Tags: #Europe, #History, #General

Europe: A History (52 page)

Seen from Constantinople, the Slavs must have raised excitements like the Celtic and Germanic tribes had once raised in Rome. Though less well reported, their crossing of the Danube in 551 must have resembled the earlier surge of the Germanics across the Rhine. The impact was certainly similar. Whole provinces of the Empire—Illyria, Dalmatia, Macedonia, and Thrace—were turned into one vast
Sclavinia
or ‘Slavdom’. They so overwhelmed the Latin-speaking population that only small pockets were left—as Daco-Romans (Romanians) north of the Danube, or as scattered communities of ‘Vlachs’ to the south. They provided the main ethnic component of three later principalities carved out of former imperial territory—Croatia, Serbia, and greater Bulgaria. Sailing on primitive one-log boats, they even penetrated the Greek islands. They reached the walls of Constantinople in 540.

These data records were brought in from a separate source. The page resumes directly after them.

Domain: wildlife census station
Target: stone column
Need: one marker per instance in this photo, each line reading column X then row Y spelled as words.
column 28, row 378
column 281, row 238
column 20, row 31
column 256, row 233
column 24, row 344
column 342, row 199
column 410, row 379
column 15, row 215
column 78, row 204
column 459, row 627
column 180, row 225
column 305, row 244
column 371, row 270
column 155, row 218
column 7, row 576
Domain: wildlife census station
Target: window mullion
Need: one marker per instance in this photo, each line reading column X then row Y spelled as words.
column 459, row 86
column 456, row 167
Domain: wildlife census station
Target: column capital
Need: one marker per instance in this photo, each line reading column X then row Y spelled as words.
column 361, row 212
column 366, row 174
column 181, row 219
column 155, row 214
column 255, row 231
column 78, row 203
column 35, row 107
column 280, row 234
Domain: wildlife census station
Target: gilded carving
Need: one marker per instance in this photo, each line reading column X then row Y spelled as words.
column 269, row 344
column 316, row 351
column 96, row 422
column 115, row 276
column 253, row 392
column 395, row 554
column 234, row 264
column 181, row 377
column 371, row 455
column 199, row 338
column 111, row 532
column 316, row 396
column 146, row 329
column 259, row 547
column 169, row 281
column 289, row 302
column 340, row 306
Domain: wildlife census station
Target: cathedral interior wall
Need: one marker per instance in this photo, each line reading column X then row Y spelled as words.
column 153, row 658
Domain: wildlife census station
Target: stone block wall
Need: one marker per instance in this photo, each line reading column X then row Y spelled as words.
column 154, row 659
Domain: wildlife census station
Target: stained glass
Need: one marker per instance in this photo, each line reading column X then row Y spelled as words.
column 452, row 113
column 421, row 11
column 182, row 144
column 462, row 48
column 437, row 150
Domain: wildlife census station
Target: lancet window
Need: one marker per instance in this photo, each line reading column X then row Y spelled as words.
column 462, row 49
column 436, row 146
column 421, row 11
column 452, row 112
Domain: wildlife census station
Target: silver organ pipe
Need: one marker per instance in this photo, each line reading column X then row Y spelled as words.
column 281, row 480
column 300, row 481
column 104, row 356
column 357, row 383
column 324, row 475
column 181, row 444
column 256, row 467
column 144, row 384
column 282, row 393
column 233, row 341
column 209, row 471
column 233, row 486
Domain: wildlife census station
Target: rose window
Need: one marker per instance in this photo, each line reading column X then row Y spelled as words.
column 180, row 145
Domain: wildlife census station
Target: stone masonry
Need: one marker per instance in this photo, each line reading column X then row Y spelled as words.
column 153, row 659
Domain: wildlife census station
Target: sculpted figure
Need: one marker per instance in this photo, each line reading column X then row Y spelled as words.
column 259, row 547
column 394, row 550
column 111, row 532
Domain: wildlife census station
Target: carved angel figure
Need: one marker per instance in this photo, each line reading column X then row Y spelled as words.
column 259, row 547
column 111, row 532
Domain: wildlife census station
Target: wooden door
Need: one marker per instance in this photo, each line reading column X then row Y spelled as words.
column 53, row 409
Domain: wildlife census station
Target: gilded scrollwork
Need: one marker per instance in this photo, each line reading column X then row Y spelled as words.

Persia had seen a major revival of its fortunes since the days of Alexander’s successors. Under the Sassanid dynasty, the eastern frontiers of Rome were ceaselessly contested. Under Ardashir I (r. 227–41) and again under the two Khosrus (also known as Chosroes)—Khosru I (r. 531–79) and Khosru II (r. 590–628), Persian resurgence reached the point where the latter could claim possession of the Mediterranean in a ‘ceremony of the sea’ performed near Antioch. They reached the walls in 609–10 and again in 625–6. The Avars made for the Bosporus, having been driven down the Danube by the Franks. They joined the Persians at the walls in 625. The Arabs poured out of the east like a desert sandstorm (see p. 253). They reached the walls in 673, and again in 717. [
TEICHOS
]

Heraclius (575–641) is the best-backed candidate for the title of ‘first of the Byzantines’. He had none of Justinian’s Western interests, and he gave the state a distinctly oriental flavour. He spent most of his reign dealing with one great enemy, only to find another more formidable to hand. In 617 the Persian host of Chosroes II marched to the Hellespont and called on Constantinople to surrender. They had already captured Damascus and Jerusalem (614), where they had seized the True Cross; and by occupying Egypt they had cut off the Empire’s corn dole—another relic of Roman times. It was a confrontation between Europe and Asia worthy of Herodotus:

Chosroes, greatest of Gods, and master of the earth, to Heraclius, his vile and insensate slave. Why do you still… call yourself a king? But I will pardon your faults if you submit … Do not deceive yourself with vain hope in that Christ, who was not able to save himself from the Jews, who killed him by nailing him to a cross. Even if you take refuge in the depths of the sea, I will stretch out my hand and take you…
10

At which point the Avars rode in to landward and, having ambushed the Emperor before the walls, had to be bought off.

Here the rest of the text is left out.